O sistema português de
fiscalização da constitucionalidade confere ao Tribunal Constitucional
competência para exercer um controlo de constitucionalidade de natureza
estritamente normativa – que exclui a apreciação da constitucionalidade de
decisões, incluindo as decisões administrativas e judiciais – sob pena de
inadmissibilidade.
Como se afirma no Acórdão
n.º 526/98 deste Tribunal, «[a]competência para apreciar a constitucionalidade
das decisões judiciais, consideradas em si mesmas – que é própria de sistemas
que consagram o recurso de amparo – não a detém, entre nós, o Tribunal
Constitucional.».
O enunciado apresentado pela
recorrente-reclamante mais não é que uma tentativa enviesada de tentar
introduzir, por via do recurso de constitucionalidade, uma sindicância da
atividade decisória relativa à factualidade, de modo a lograr obter uma
inversão do decidido.
De facto, sob a veste de enunciados
gerais e abstratos, a recorrente-reclamante revela a intenção de sindicar a
concreta decisão de facto proferida nos autos. Sucede que uma tal sindicância
está subtraída ao âmbito de competências do Tribunal Constitucional,
encontrando-se exclusivamente reservada aos tribunais comuns.
Neste
seguimento, a recorrente-reclamante, limitando-se a discordar da decisão
reclamada, nada alvitra que infirme as conclusões que nela se sustentaram,
permanecendo, pois, intacto o vício de incumprimento do critério normativo, com
autêntica vocação de generalidade e abstração, suscetível de constituir objeto
idóneo de um recurso de constitucionalidade.

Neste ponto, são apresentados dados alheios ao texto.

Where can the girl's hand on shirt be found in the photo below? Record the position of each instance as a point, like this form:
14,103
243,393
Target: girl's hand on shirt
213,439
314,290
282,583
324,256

Deste modo, soçobra também nesta
parte a reclamação da recorrente-reclamante.
12. Em consequência, a
decisão sumária proferida merece a nossa concordância, não resultando abalada
pela manifestação de discordância da recorrente-reclamante confirmando-se, por
conseguinte, a inadmissibilidade, pelos fundamentos apontados, do recurso de
constitucionalidade interposto nos autos.
III. Decisão
Nestes
termos, ao abrigo do artigo 78.º-A, n.º 4, da LTC, decide-se indeferir a
reclamação apresentada e, em consequência, confirmar a Decisão Sumária n.º 165/2025.
Custas
pela reclamante, fixando-se a taxa de justiça em 20 (vinte) unidades de conta,
ponderados os critérios referidos no artigo 9.º, n.º 1, do Decreto-Lei n.º
303/98, de 7 de outubro e a moldura prevista no artigo 7.º, do mesmo diploma
legal, sem prejuízo do eventual apoio judiciário de que beneficie.